Friday, November 12, 1999

12 November 1999

As I told the list this morning, if I had to be woken up from a warmfuzzy, happy dreams in a nice, deep sleep, a phone call to set up a job interview is definitely one of the better ways. At least, right now.

Syscon finally decided to set up an interview. (This coming Wednesday, if you're curious.) Whether this is just how long it took the rumbling bureaucracy to get around to it, or if Dad's back at work today after spending a week home with the flu and was prodding them, I have no idea. But I don't really care. (Now, if only they'll just meekly accept the moderately outrageous salary I told them I wanted...)

One problem is, of course, that they know I was laid off, and that I'm not working at all at the moment, so they know I'm available to start working immediately. I'm trying to decide if I should tell them that I'd like to take a short vacation before I start working, or agree that I'm available immediately, and trust in the slow process of red tape to give me one. I really don't want to start until after Thanksgiving at the earliest... But I don't want them to decide not to hire me because I'm making too many demands. Hmph. Oh, well. I'll give it some thought.


I've sortof enjoyed being at home for the past couple of weeks. If Matt was making, oh, about 50% more than what he does now, I'd consider not looking for a job at all, maybe just doing free-lance web design on the side. But that wouldn't be fair to Matt, I guess.

I think I was hopelessly pegged for a wishful homemaker when I got all excited over gift-wrapping and decorating ideas in my Better Homes and Gardens. This is just not normal.


I made my favorite meatloaf recipe for dinner last night. Actually, it's my mom's recipe for stuffed green peppers, and it's one of the few recipes I've ever encountered that I've never felt the urge to tinker with, because it's marvelous the way it is.

As a kid, I always scraped the meat out of the green pepper, and gave the pepper to my mom or dad. I'm not a big fan of green peppers even now. I especially dislike them on pizza, because as they cook, their flavor seeps into the cheese, and then even if you pick the peppers off the pizza, you can still taste them.

But I had a pepper in my 'fridge, a leftover from making chili last week. And they were sortof expensive (this isn't a good time of year for peppers) so I didn't want to waste it. I had close to a pound and a half of low-fat hamburger in the freezer that I'd picked up when it was in the mark-down bin, and the recipe calls for only half a pound. So, I trebled the recipe, cut the green pepper in half, and made stuffed green peppers for Matt and I for dinner last night, and used the remaining stuffing to make two small meatloaves, which I stuck in the freezer for a later date.
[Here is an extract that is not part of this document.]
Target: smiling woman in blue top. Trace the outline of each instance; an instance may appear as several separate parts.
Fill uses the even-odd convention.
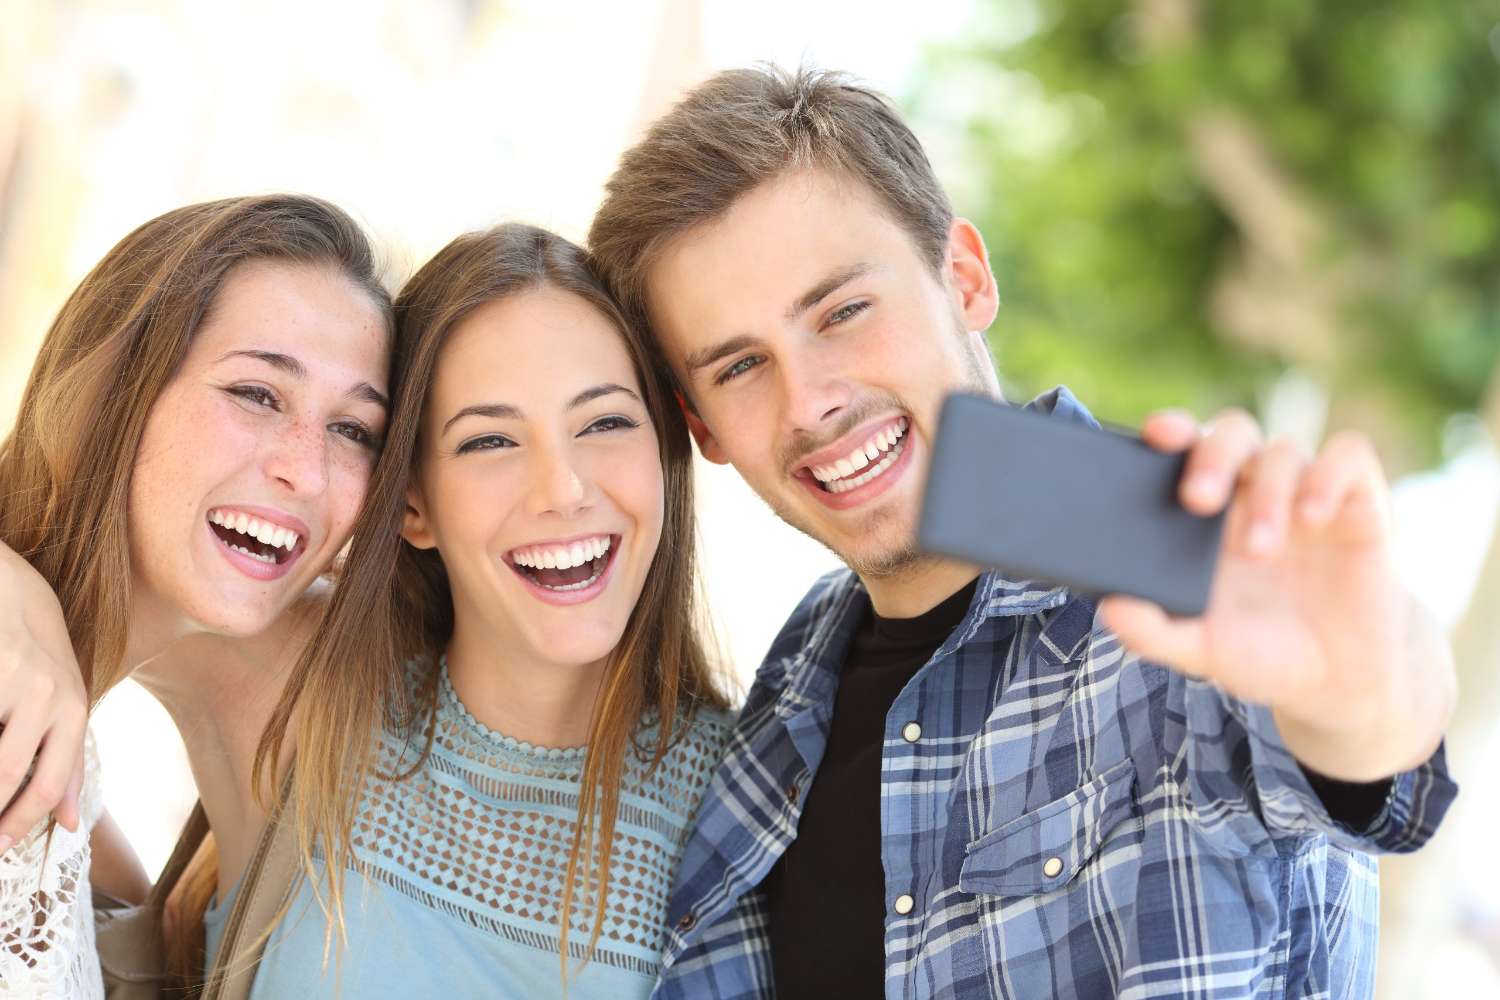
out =
[[[461,237],[396,309],[398,415],[263,758],[295,739],[317,846],[254,993],[645,996],[728,733],[686,428],[550,233]]]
(I've been trying to make big portions of things and freeze the extra for later. Matt and I came to the conclusion that we were eating out entirely too often, and decided to try to cut back. The problem is that half the time we eat out, it's because we don't feel like putting any actual effort into making dinner. So I thought if I had some stuff in the freezer, that would help cut back on that problem.)

Anyway, we sat down to dinner, and I almost scooped the meat out of my pepper and handed it (the pepper) to Matt. But I thought, it's been years since I actually tried it. Maybe I should take just one bite - I had barely noticed the pepper bits in the chili I made last week, after all.

So I did. And I didn't die, or pass out, or anything!

Of course, in chili and stuffed, they've been cooked until they're mushy and almost flavorless. I still can't stand the smell of fresh peppers, and the idea of eating pizza they've been on is still pretty repugnant. But who knows, maybe it'll grow on me. I spent most of my life thinking that squash was a bad joke, and then got cravings for it the summer before my senior year of college. Tastes change. I can handle that.

But anyone who comes near me with a plate of brussels sprouts is going to get a swift kick.